I really hope you can help. My wife has recently taken a job offer at the EBC. We are planning on moving around the 1 September. I have some questions I hope you can answer which will help with our move.

1. do you know which area is good to live which may be approx 20 minutes train journey into Frankfurt, furnished and reasonably priced? Also somewhere with good German primary school for our two daughters? A lot to ask I know!

2. We will possibly be taking our English car over as well so will this need registering and who with or is it better to hire a van or removal firm.

3. I'm a qualified electrician so I will be looking for work myself. Can any one recommend and companies I could contact or even the local paper for job adverts I could have a look at?

4. Also do we need to register for a working visa or register for any other things ie tax etc?

Many thanks for this. Any advise is welcome!

Thanks Stevae


----------



## *Sunshine* (Mar 13, 2016)

1. How old are your children?

2. It is probably better to sell your car and buy another one here. Converting cars is rather expensive. 

3. How is your German? I would recommend contacting IHK FOSA ASAP in order to have your qualifications evaluated. 

4. EU citizens don't need a visa. When you arrive you need to register (anmelden). You're also required to register for health insurance. Since your wife will be the only one working, it is better if she opts for public health insurance through her work (if possible). German public health insurance would cover the entire family. 

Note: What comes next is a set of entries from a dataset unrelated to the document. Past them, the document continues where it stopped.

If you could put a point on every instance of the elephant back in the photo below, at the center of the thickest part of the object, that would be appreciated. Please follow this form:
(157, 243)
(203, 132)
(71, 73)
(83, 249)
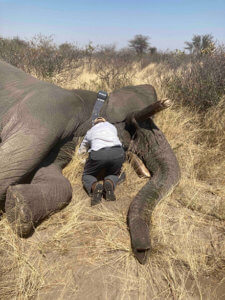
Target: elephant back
(12, 84)
(126, 100)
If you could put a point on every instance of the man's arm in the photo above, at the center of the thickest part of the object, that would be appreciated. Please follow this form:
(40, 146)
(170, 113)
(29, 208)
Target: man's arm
(84, 145)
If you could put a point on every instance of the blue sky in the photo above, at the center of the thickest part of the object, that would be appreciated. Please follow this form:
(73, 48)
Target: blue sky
(168, 23)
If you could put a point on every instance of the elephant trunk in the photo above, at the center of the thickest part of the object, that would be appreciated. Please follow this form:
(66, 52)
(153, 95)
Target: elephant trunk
(160, 160)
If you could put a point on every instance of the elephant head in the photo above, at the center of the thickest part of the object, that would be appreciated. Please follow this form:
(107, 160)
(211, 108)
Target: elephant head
(40, 121)
(131, 109)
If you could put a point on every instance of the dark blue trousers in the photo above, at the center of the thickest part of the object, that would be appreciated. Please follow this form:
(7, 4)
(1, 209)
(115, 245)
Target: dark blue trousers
(103, 164)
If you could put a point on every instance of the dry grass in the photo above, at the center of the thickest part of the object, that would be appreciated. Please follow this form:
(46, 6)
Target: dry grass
(84, 252)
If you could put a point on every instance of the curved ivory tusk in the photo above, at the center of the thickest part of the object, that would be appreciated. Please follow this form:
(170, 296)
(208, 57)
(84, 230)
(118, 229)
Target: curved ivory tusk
(138, 165)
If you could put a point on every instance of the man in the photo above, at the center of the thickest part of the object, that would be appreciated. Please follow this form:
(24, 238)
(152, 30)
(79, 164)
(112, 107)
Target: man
(105, 160)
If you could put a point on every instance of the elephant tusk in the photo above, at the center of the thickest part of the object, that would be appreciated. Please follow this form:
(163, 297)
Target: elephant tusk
(138, 165)
(150, 110)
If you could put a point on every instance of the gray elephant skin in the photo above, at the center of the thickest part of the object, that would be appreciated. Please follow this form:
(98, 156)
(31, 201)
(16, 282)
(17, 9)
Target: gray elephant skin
(40, 125)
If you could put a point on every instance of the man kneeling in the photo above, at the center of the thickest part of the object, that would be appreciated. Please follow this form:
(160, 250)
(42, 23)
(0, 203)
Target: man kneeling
(106, 156)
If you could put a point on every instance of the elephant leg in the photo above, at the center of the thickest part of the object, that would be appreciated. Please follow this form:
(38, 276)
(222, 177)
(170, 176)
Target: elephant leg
(28, 204)
(21, 151)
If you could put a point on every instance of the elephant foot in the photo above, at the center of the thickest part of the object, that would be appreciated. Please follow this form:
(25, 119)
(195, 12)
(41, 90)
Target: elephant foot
(18, 212)
(139, 232)
(141, 256)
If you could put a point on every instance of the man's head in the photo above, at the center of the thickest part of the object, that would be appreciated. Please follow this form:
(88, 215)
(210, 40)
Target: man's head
(99, 120)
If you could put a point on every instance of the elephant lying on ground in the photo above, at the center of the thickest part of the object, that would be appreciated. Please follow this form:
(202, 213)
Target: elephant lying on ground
(40, 122)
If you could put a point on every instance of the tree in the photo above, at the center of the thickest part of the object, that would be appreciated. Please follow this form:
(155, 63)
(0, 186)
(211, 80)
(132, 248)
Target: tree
(139, 43)
(201, 44)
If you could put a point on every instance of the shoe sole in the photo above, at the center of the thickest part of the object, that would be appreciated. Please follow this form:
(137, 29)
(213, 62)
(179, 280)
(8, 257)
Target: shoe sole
(97, 195)
(109, 193)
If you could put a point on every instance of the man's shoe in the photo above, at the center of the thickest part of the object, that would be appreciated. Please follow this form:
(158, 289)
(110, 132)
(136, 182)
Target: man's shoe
(109, 191)
(97, 194)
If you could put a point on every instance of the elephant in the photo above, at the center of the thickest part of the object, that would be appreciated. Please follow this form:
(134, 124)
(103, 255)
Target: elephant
(41, 124)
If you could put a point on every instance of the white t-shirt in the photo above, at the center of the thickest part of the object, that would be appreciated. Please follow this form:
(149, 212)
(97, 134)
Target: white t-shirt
(101, 135)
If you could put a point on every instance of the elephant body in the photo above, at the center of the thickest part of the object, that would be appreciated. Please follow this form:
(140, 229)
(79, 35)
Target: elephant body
(39, 122)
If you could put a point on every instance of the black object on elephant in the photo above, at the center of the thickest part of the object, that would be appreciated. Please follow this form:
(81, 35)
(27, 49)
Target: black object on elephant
(101, 97)
(40, 126)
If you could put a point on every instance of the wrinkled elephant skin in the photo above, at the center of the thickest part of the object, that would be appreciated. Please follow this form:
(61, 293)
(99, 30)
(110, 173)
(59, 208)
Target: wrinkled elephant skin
(40, 125)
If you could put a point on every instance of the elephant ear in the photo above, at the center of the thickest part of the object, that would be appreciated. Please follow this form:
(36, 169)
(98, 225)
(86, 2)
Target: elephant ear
(127, 100)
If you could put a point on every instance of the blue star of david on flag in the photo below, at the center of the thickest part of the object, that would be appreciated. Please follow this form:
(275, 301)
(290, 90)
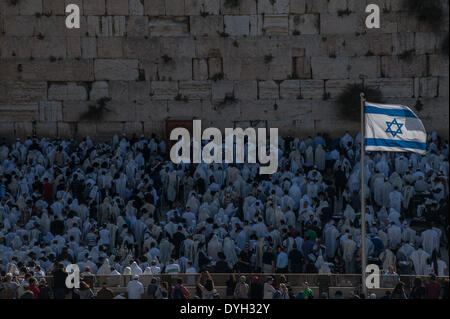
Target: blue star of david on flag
(394, 132)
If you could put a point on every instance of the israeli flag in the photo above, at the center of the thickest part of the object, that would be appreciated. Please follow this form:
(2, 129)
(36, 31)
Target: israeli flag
(393, 128)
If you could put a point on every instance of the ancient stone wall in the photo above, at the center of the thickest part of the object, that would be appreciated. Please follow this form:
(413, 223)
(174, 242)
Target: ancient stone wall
(279, 63)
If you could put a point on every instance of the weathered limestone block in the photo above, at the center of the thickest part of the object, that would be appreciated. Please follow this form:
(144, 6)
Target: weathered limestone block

What type of contract does your wife have? Will she be a regular employee or seconded to the ECB? There are different rules for secondment.


----------



## Tellus (Nov 24, 2013)

*Moving*

...


Stescott1 said:


> Hi everyone.
> I really hope you can help. My wife has recently taken a job offer at the EBC. We are planning on moving around the 1 September. I have some questions I hope you can answer which will help with our move.
> 
> 1. do you know which area is good to live which may be approx 20 minutes train journey into Frankfurt, furnished and reasonably priced? Also somewhere with good German primary school for our two daughters? A lot to ask I know!
> ...


----------



## Dv90 (Nov 17, 2017)

Just to add some advice on where to look for an apartment:

Basically, the whole of FFM is quite nice. However, Bahnhofsviertel and Gutleutviertel are not the best areas. Drug addicts with syringes right in the middle of the street. You probably don't want to live there. Additionally, some suburbs in the north are also not nice at all, e.g. Kalbach, Niedereschbach and Bonames. Maybe no drug addicts on the streets, but socially very weak areas with some higher criminality levels.
I personally would also avoid Gallus. But the area has significantly improved in recent years. It probably depends on where exactly you stay. There are better and worse neighborhoods.


----------